Senza voler assumere una posizione radicale come quella adottata da Samuel Beckett («Tutto ciò che saprete di un quadro è quanto vi piace»; Poirier, 2021, p. 90), è indubbio tuttavia che il mural zapatista sia di per sé fonte o stimolo di piacere estetico per il fruitore a prescindere dal messaggio veicolato. Il che significa che in quanto mezzo di comunicazione sociale il mural zapatista appartiene alla sfera del discorso politico, ma in qualità di prodotto artistico esso è fruibile ricorrendo unicamente a categorie estetiche. Il pragmatismo dei murales, la loro mirata utilizzazione, l’accuratezza dei loro messaggi, l’articolazione su più livelli comunicativi non devono farci perdere di vista la piacevolezza delle immagini. Al netto della ricezione del messaggio interno, rivolto alle comunità, o di quello esterno, rivolto alle società civili, qualcosa continua ad attirare lo sguardo dell’osservatore, qualcosa che a livello di fruizione è nato con la nascita dell’oggetto artistico, quel qualcosa che Roland Barthes (1973) ha chiamato le plaisir du texte.

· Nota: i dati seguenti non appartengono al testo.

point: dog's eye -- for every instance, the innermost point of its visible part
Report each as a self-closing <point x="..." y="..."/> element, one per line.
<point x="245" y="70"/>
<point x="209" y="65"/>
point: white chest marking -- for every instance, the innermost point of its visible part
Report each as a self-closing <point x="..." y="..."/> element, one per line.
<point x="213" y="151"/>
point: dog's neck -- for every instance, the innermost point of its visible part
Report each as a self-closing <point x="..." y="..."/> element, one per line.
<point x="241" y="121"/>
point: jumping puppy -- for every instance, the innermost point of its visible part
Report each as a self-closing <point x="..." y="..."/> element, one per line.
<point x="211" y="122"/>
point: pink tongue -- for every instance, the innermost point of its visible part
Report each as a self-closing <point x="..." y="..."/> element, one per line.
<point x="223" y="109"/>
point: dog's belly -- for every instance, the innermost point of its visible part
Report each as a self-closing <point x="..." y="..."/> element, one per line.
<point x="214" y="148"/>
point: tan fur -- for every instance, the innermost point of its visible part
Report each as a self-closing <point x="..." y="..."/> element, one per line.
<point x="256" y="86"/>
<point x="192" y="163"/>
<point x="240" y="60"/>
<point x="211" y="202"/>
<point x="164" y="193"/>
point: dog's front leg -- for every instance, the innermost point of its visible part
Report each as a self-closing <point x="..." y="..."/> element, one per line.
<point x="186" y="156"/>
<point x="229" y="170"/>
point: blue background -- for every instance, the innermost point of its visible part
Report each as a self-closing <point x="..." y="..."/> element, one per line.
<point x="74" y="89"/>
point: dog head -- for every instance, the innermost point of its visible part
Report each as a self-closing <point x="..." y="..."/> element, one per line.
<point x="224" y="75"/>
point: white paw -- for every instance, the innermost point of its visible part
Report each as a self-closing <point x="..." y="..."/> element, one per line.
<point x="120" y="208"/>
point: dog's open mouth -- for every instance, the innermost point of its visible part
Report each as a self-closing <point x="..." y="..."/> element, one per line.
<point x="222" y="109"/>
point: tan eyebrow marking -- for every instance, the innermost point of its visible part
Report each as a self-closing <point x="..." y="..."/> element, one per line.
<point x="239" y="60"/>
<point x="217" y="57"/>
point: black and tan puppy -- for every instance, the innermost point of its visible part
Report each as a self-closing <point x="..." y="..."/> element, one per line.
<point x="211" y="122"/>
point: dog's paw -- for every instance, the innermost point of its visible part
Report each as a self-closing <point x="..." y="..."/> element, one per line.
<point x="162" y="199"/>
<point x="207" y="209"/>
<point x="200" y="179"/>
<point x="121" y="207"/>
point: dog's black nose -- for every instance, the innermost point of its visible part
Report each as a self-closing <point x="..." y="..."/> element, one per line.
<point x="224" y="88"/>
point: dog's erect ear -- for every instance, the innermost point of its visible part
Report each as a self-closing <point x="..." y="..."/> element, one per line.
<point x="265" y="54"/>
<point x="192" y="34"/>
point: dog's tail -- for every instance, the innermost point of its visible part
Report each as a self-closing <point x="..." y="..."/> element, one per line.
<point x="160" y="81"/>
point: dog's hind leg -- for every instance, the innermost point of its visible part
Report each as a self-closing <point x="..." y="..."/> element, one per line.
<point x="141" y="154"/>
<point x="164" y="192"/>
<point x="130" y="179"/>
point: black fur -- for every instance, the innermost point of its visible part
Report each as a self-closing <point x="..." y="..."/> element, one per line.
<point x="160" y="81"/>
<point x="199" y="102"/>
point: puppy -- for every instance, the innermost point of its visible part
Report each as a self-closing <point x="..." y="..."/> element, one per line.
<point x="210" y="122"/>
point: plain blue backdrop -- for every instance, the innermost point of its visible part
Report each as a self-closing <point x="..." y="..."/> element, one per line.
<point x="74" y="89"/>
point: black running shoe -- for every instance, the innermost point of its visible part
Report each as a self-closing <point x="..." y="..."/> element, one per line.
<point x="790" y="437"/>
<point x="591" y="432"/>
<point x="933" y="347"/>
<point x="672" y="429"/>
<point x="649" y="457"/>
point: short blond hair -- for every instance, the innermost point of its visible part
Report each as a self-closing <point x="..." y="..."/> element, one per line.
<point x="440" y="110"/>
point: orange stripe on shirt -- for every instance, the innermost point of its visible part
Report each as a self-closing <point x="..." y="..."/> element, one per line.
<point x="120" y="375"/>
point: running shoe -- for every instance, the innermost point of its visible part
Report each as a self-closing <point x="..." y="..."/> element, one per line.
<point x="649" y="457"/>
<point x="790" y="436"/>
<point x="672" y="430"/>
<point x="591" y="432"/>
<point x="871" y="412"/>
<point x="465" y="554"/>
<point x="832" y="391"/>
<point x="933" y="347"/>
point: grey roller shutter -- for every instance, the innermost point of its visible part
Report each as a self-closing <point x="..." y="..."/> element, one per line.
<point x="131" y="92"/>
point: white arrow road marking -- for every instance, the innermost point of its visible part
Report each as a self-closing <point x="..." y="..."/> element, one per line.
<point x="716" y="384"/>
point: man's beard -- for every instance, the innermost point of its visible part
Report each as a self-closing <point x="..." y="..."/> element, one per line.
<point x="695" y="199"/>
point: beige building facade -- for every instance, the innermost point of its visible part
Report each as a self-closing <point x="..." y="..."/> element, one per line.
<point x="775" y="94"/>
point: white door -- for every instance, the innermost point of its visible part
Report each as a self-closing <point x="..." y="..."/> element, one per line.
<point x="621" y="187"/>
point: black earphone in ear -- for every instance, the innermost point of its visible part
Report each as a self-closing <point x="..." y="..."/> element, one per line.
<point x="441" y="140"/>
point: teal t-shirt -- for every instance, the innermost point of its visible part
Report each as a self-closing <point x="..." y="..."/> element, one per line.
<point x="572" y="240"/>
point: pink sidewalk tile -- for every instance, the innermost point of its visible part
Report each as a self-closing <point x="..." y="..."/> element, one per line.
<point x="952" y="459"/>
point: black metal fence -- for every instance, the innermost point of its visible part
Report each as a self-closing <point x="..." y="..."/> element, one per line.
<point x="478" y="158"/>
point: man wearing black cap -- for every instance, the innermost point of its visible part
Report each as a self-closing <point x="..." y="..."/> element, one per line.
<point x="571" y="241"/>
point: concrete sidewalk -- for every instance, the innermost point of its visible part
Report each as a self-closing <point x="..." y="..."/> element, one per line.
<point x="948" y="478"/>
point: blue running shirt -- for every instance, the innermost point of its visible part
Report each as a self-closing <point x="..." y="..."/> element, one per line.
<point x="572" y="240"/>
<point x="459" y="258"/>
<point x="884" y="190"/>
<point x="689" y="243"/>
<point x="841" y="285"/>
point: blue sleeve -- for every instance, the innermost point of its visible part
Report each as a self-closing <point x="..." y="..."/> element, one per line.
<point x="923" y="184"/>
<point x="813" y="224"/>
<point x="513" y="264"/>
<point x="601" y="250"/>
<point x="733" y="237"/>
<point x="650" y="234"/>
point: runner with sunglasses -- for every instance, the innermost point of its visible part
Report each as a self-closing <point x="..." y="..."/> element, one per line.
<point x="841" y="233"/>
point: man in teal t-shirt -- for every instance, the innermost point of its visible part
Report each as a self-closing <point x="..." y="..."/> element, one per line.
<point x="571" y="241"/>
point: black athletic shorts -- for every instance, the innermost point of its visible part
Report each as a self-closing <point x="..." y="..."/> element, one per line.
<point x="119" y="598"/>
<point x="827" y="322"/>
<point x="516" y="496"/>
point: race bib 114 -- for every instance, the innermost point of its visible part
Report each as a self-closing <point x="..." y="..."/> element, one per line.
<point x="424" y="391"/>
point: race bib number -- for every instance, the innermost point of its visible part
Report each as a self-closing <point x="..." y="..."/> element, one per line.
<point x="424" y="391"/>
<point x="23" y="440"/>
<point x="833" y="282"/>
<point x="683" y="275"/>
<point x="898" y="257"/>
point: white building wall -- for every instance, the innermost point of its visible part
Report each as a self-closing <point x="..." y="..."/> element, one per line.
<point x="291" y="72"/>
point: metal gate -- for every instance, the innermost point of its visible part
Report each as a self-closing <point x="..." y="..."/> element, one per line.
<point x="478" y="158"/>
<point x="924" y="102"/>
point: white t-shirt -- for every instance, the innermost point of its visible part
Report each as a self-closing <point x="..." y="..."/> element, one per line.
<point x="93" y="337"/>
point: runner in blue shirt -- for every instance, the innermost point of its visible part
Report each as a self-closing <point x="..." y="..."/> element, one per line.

A differenza del metodo, o meglio del non-metodo con cui sono stati realizzati i primi murales da «fratelli e sorelle pittrici e pittori che venivano a dipingere quello che volevano o che pensavano», oggi – ha dichiarato un relatore indigeno al «Primo incontro dei popoli zapatisti con i popoli del mondo» tenuto a Oventic dal 30 dicembre 2006 al 2 gennaio 2007 – «siamo noi, ossia il popolo, a dire ciò che vogliamo si dipinga» (Híjar González, 2007). È evidente che queste nuove modalità compositive, finalizzate a una sempre più precisa e adeguata elaborazione politico-culturale della fisionomia identitaria delle comunità zapatiste (peraltro costantemente in costruzione) e aventi la loro bussola nell’ascolto delle indicazioni comunitarie su quali temi o simboli o personaggi ‘mettere’ nel mural, spiazzano il ruolo tradizionale dell’artista, che va re-impostato a partire dal decentramento della figura autoriale (la quale sul piano politico si trova a dover fare i conti colla più generale «de-specializzazione delle persone», come scrive Aldo Zanchetta a proposito della novità dell’esperienza zapatista), e sono debitrici, afferma Híjar González, più a pratiche concrete che a teorie estetiche.
Tra le molteplici esperienze compositive occorse nelle comunità zapatiste, particolare importanza ha quella portata avanti dal collettivo Pintar Obedeciendo di Sergio Valdez, che applica in campo pittorico il lemma politico zapatista Mandar Obedeciendo, vale a dire dipingere in obbedienza al mandato della comunità e adottando il criterio della consultazione popolare per le decisioni da prendere riguardo alla realizzazione (politica ed estetica) del mural. Il progetto pittorico del collettivo trova adeguato compimento nel metodo del «Mural Comunitario Partecipativo» (MCP), per il quale non saper dipingere non rappresenta un problema, e che a grosse linee prevede: a) la consultazione preventiva della comunità; b) l’organizzazione di un gruppo creativo della comunità e, infine, c) dipingere operando comunitariamente (Valdez Ruvalcaba, 2015, p. 328).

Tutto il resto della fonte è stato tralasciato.